The NTSB determines that the probable cause of the accident was the switch-tender's manual misalignment of a switch, immediately in advance of a train, which caused train 392 to be directed into a crossover and collide with a standing freight train on the adjacent track. The misalignment was possible due to a lack of interlock or other positive means to prevent this movement. Contributing to the accident was the lack of training and limited experience of the employee assigned as switch-tender, and an inadequate communications system to give directions to the switch-tender.

====Recommendations====

The first recommendations were issued on December 18, 1979, and it contained the following:

- Provide at the Harvey Yard location an interlocking system or other positive means to prevent the inadvertent misalignment of switches in advance of a train operating within the signal block.
- Until positive safeguards can be provided for the operation of switches, restrict speeds through the area of the Harvey crossover so that trains can be stopped short of a switch which is improperly aligned, but not exceeding 20 mph.
- Immediately qualify all switchmen/brakemen who function as switch-tenders by providing sufficient training in the specific rules that apply to switch-tenders, in the physical layout of tracks and switches, and in train operations in the area of their responsibility.

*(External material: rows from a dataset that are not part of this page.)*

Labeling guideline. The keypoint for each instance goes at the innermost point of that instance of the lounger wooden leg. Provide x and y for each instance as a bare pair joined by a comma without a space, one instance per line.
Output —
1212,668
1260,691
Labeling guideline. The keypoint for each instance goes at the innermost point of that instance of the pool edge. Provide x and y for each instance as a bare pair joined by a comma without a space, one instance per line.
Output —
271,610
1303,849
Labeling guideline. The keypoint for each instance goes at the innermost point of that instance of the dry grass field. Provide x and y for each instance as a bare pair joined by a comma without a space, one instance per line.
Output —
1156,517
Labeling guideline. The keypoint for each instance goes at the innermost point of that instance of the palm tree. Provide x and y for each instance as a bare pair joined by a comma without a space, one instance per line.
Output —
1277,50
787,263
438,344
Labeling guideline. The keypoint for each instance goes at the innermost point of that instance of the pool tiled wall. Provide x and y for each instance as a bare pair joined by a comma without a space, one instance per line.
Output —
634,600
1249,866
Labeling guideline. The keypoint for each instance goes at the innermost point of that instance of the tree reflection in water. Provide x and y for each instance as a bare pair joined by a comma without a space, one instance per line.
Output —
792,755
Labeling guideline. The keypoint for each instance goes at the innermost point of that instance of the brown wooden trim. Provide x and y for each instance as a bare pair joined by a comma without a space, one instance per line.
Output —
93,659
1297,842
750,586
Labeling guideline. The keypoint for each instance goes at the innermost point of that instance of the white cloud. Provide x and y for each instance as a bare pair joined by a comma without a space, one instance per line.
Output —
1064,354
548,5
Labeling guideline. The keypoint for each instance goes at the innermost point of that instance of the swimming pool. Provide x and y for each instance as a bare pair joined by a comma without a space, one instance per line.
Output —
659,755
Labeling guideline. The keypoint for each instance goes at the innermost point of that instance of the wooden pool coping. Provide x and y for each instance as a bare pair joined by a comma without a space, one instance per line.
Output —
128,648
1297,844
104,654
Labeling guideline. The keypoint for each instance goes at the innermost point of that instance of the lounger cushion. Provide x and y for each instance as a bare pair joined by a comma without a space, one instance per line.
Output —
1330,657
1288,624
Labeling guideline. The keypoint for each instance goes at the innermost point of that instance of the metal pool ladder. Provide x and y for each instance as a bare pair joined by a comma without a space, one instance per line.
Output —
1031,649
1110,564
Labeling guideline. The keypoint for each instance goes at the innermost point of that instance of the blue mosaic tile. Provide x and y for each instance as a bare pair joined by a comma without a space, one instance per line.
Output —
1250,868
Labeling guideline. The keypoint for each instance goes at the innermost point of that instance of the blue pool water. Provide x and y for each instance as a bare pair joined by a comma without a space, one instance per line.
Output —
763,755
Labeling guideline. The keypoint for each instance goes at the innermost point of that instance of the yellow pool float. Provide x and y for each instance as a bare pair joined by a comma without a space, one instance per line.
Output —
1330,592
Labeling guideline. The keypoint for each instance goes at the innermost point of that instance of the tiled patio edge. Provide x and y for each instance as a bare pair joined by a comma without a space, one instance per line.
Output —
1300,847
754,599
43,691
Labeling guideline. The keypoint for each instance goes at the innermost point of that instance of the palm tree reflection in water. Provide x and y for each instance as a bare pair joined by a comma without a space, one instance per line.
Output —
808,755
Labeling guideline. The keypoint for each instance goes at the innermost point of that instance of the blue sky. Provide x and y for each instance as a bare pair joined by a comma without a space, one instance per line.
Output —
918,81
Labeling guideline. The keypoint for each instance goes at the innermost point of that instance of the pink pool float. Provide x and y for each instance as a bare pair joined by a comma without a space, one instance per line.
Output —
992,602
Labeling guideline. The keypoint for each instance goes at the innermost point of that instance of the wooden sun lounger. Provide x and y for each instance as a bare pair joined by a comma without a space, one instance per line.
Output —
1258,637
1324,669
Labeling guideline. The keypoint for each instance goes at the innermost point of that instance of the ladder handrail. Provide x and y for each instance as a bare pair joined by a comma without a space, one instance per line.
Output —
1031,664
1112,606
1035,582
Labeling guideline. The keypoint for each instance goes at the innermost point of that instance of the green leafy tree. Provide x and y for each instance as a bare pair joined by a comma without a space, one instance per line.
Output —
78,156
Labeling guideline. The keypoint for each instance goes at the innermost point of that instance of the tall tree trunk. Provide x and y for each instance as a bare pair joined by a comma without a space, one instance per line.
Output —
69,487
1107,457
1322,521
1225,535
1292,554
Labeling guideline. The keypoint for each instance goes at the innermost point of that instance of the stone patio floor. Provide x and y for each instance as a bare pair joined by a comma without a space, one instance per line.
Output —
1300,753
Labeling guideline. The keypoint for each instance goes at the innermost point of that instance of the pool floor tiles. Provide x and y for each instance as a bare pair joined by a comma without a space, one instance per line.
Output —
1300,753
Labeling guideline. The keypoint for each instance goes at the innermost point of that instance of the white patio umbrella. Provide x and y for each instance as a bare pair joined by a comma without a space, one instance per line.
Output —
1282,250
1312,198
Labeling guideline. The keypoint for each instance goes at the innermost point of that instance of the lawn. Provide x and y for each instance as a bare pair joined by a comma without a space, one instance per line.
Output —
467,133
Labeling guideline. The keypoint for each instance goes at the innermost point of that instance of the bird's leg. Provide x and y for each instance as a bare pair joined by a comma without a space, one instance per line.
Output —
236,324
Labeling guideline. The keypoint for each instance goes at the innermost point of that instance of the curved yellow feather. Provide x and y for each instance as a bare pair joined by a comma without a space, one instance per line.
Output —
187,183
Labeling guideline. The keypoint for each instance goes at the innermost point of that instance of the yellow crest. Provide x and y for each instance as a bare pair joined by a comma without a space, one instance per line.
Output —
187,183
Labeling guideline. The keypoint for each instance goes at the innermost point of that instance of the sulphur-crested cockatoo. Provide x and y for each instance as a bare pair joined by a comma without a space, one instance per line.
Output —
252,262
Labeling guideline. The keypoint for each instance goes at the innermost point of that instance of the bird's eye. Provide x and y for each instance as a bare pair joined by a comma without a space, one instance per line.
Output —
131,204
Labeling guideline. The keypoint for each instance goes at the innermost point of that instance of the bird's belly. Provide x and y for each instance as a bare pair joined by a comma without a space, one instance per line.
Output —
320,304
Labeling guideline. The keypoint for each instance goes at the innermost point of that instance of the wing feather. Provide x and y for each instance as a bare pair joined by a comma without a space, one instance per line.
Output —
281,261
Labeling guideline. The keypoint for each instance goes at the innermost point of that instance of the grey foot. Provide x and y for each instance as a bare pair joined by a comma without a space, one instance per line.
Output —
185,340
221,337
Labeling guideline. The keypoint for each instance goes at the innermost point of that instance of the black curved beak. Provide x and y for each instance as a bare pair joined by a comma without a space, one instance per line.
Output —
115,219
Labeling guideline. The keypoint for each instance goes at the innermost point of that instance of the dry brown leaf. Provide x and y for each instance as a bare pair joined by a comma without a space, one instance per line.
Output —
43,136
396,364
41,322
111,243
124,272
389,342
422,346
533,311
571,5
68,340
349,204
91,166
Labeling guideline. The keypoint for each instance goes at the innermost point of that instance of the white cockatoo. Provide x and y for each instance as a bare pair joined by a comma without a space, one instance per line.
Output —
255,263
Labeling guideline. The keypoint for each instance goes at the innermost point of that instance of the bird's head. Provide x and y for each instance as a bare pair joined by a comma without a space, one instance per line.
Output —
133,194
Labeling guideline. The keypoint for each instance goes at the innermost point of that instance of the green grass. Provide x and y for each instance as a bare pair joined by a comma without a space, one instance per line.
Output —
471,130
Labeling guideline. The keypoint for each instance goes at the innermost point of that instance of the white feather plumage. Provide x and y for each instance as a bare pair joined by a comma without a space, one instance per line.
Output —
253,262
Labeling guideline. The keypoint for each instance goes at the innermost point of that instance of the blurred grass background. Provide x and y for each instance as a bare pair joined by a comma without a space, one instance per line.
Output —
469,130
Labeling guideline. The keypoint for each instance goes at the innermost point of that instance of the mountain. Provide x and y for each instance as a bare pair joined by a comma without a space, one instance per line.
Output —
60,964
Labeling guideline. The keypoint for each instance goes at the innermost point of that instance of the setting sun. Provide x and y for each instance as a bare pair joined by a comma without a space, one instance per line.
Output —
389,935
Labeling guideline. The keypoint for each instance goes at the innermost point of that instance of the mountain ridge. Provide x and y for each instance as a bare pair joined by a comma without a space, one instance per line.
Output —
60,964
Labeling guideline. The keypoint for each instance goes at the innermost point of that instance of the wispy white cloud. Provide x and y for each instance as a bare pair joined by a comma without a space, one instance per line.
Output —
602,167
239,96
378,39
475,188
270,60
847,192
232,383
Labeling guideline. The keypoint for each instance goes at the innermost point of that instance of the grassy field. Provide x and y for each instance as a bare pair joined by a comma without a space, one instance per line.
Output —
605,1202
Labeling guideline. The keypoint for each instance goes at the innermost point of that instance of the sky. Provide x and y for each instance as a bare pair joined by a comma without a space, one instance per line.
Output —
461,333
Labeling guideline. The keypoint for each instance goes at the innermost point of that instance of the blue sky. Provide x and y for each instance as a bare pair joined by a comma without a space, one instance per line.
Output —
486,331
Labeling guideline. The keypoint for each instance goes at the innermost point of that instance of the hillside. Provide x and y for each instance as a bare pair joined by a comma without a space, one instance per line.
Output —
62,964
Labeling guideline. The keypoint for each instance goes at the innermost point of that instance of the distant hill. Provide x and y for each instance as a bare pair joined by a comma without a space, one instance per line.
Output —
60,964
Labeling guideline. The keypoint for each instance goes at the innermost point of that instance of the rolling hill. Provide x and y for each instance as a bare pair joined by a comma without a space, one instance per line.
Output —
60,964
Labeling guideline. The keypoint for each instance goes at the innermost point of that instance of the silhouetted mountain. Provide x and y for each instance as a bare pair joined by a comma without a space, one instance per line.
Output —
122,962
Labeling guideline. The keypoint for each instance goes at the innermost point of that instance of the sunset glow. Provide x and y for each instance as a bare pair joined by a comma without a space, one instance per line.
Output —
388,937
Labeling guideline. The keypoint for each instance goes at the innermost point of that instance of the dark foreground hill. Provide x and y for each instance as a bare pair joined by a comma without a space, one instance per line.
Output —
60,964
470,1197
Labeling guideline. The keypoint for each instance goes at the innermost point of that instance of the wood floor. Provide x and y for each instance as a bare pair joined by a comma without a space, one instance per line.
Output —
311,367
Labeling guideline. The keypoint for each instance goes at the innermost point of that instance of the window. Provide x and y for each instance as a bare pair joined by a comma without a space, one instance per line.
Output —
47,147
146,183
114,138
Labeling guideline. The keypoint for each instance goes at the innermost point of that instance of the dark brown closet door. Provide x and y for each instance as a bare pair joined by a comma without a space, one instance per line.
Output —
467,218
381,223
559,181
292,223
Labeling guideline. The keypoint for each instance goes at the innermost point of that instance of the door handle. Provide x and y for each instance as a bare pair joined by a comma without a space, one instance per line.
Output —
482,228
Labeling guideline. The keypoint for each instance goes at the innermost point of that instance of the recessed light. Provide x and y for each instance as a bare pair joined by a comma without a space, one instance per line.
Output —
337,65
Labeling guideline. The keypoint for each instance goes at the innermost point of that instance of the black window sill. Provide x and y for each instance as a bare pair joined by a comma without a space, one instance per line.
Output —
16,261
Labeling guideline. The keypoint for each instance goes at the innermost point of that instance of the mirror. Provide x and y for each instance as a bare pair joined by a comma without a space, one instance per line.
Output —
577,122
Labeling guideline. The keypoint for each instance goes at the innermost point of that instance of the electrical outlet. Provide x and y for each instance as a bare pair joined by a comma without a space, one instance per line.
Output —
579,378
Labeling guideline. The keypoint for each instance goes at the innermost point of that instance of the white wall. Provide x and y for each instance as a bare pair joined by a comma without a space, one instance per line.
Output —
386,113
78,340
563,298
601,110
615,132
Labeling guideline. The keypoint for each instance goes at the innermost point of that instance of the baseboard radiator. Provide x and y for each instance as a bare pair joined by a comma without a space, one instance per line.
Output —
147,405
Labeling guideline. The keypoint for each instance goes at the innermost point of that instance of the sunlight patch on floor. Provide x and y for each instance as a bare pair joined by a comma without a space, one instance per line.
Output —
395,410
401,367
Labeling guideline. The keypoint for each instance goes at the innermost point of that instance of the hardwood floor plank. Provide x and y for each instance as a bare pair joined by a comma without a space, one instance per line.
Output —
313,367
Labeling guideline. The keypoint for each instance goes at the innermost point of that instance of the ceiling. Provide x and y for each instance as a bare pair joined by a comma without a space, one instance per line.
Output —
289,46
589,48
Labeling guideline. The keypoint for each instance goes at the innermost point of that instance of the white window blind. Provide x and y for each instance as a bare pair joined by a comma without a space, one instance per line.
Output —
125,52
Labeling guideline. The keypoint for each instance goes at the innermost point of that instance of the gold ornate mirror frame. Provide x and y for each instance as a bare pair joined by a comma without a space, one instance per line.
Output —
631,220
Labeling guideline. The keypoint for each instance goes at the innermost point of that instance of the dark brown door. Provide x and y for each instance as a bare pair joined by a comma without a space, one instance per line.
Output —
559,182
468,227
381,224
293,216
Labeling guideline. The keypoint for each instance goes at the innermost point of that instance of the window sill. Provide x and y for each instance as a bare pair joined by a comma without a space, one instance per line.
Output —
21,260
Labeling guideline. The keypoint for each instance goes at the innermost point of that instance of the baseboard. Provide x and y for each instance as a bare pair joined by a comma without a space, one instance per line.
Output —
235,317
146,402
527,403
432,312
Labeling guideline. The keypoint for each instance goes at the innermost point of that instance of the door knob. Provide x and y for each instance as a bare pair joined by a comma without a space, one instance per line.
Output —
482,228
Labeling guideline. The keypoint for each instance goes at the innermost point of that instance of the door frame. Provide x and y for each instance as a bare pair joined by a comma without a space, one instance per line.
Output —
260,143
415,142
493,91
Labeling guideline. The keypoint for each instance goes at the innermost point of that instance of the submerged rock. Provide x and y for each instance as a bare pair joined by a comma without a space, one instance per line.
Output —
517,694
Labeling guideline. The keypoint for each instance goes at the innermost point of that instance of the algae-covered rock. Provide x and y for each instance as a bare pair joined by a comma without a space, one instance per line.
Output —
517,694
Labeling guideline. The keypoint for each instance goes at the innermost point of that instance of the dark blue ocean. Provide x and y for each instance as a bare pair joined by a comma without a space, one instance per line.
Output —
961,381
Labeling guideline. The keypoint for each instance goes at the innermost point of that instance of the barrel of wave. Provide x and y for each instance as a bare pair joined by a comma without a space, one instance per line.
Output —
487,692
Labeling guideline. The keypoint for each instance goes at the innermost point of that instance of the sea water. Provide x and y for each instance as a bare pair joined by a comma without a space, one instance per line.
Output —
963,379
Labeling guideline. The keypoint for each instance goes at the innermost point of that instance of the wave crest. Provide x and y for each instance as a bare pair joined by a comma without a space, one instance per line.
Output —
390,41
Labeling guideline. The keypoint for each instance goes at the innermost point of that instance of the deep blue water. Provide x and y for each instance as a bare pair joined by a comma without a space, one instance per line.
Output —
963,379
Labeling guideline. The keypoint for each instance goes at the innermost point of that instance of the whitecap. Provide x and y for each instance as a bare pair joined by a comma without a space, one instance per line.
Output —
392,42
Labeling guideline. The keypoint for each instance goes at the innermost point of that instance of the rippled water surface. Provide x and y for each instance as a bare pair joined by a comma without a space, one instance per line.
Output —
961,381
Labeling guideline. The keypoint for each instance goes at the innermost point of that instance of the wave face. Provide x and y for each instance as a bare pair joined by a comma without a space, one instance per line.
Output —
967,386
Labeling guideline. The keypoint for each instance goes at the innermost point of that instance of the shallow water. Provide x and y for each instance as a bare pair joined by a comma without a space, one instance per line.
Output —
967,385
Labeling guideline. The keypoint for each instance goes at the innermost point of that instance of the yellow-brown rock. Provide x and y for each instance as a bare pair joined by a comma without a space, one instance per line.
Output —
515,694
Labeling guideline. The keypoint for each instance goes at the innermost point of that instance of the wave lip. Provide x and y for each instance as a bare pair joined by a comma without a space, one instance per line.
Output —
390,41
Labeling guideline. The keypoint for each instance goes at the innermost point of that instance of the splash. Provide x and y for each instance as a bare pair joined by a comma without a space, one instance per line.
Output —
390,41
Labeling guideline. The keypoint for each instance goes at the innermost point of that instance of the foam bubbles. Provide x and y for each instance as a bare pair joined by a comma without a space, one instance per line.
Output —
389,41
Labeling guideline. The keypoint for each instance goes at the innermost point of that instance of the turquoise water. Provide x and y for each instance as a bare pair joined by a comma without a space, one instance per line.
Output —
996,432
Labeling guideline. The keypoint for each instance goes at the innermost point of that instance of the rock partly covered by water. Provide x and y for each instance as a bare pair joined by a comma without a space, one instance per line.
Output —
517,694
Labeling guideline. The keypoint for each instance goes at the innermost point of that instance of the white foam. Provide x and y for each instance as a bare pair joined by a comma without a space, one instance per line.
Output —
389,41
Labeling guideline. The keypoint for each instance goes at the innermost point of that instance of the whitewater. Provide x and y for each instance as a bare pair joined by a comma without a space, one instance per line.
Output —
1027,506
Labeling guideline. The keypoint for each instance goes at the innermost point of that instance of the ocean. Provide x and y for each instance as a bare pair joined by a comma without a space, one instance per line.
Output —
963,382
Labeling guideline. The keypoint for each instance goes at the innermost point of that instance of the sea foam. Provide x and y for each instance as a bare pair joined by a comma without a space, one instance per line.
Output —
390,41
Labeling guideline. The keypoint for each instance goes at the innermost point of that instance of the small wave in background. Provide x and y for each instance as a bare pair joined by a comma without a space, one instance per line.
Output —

Later another set of recommendations were made:

- Installation of a system that will ensure that the switch-tender at Harvey and train director can have direct communication when necessary for the movement of trains in the Harvey area.
- When radios with multiple channels are used in train operations by employees who must use several channels, issue instructions that identify the channel the employee must monitor for receiving instructions.
- Instruct supervisors to monitor the activities of the employees performing the switch-tender duties at Harvey for fitness and ability to perform those duties of the assignment.
- The NPRC (Amtrak) must ensure that all crew members on Amtrak passenger trains are trained to identify and operate all pertinent features of the equipment.

===Aftermath===

After the report, the crossovers that connected tracks 3 and 4 were removed. The leading GP40 of the ICG and the P30CH of Amtrak were scrapped, being damaged beyond repair. GP40 No. 3029 of the ICG was repaired, but after another accident later in 1984, it was cannibalized for spare parts. There is no memorial plaque at the site of the accident, as this accident was almost forgotten among many people, but it showed grave deficiencies in railroad operations in the US in the late 1970s.